Notions communes et mode infini immédiat
Les notions communes auxquelles chacun a accès relèvent du champ du mode infini immédiat, qui fait office chez Spinoza d’intermédiaire entre la substance (le tout) et les modes finis (les parties). Les modes infinis immédiats découlent directement des attributs pensée et étendue ; ils recèlent un principe structurant universel qui se singularise en lois (du mouvement des corps et de l’association des idées) par lesquelles la substance s’affecte elle-même.
Des modes infinis immédiats sont donc directement issues les notions communes à tous les corps : mouvement, repos, étendue.
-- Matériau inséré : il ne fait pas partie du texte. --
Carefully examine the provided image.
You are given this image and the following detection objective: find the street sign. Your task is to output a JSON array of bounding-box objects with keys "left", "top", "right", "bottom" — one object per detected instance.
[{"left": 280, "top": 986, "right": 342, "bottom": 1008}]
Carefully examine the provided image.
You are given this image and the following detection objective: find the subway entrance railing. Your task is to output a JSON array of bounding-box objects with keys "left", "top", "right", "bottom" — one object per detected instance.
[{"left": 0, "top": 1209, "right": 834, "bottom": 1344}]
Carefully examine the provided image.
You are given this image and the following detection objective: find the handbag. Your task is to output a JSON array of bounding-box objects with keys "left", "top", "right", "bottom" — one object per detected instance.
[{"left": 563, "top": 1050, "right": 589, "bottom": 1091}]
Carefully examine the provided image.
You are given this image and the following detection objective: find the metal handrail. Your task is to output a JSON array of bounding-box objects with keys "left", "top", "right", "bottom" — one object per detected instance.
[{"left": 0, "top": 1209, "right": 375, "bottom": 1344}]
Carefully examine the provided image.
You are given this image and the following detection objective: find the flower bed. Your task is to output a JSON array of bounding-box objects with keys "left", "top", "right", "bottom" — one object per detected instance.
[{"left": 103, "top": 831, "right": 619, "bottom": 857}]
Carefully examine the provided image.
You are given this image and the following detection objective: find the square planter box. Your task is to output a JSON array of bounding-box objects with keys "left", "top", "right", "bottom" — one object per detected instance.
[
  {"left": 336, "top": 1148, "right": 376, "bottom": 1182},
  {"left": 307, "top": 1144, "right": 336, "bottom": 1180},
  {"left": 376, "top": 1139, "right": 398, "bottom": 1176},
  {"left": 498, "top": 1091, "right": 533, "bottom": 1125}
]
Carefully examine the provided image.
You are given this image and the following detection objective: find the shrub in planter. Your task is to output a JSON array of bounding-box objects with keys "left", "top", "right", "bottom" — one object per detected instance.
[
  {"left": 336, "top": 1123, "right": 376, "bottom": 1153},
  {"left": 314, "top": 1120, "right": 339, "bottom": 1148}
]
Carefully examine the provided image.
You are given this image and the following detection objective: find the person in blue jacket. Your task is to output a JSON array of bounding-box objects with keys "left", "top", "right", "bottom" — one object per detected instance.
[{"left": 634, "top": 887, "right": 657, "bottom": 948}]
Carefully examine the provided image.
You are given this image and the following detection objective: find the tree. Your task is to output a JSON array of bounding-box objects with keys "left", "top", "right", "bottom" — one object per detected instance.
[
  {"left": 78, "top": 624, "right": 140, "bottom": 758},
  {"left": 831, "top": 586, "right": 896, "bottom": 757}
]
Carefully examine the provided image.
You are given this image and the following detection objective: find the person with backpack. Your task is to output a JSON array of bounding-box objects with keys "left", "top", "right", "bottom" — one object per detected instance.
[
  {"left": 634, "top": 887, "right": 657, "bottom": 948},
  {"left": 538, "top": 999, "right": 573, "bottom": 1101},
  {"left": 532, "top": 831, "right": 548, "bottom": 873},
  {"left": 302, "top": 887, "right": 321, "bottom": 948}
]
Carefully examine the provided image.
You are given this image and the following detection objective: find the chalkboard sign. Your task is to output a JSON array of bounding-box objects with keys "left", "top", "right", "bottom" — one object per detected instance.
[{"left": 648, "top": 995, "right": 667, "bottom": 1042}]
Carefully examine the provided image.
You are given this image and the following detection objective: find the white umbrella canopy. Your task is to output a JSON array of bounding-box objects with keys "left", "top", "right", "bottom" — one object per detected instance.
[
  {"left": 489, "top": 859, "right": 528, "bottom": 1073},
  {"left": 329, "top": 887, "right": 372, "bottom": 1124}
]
On nage ici en plein océan métaphysique, si on accepte la définition de la métaphysique qu’en donne Michael Esfeld :
« La métaphysique étudie les mêmes objets que la physique, à savoir la nature au sens des objets qui existent dans le monde indépendamment de nous, mais elle le fait à un niveau plus général et fondamental que la physique : elle ne s’occupe pas de certains objets en particulier (…) mais de ce qui caractérise tous les objets. (…) la métaphysique cherche à dégager les traits caractéristiques qui appartiennent à tout ce qui est ».
Michael Esfeld, Physique et métaphysique
Unité du vrai
Les notions communes selon Spinoza incarnent l’unité du vrai, opposée à la multiplicité du faux. Ou encore : il n’y a pour Spinoza qu’une façon de dire le vrai, sur laquelle peuvent s’accorder tous ceux qui raisonnent, et une infinité de façons d’avoir tort. Une appréhension adéquate du monde doit s’affranchir de toute perspective singulière et avancer sur le chemin de la raison auquel chacun peut accéder à partir des notions communes, universellement partagées.

Spinoza souligne qu’il convient de ne pas confondre les notions communes et les universaux abstraits. De tels universaux (l’homme, la masculinité) ne le sont qu’en apparence dans la mesure où leur acceptation diffère selon les individus, là où le mouvement possède un caractère objectif et quantifiable.
En outre, les notions communes – qui représentent quelque chose de commun à tous les corps, le nôtre y compris – engendrent des idées adéquates ; c’est sur leur base que nous sommes à même de construire la géométrie, la physique et tous les champs scientifiques qui en découlent. In fine, l’emploi des notions communes dans le cadre du deuxième genre de connaissance (la raison) nous mène à ce qu’il y a de véritablement commun entre toute les choses: l’idée de Dieu. Et c’est précisément sur l’idée de Dieu que se fonde le troisième genre de connaissance.
Le troisième genre de connaissance : l’intuition
L’intuition est chez Spinoza une forme de méta-rationalité non discursive ; il l’abordera plus précisément dans le livre 5 de l’Éthique. Une telle intuition nous donne accès à l’essence singulière des choses (présentes en Dieu), là où la rationalité nous les fait (simplement) comprendre par leurs causes et par le recours aux notions communes. La connaissance intuitive est l’intégration du fait que l’idée de chaque chose singulière renvoie à l’idée de Dieu – connaître quelque chose, c’est donc connaître Dieu.
Les connaissances du deuxième et du troisième genre nous mènent à l’élaboration d’idées vraies, qu’accompagne la certitude d’avoir raison. Le doute ne relève que du premier genre de connaissance, alors que la certitude est inhérente à l’idée vraie. Spinoza s’inscrit donc en faux contre Socrate lorsque ce dernier affirme : « Je sais que je ne sais rien ». Les notions communes constituent le fondement universellement partagé de tout savoir.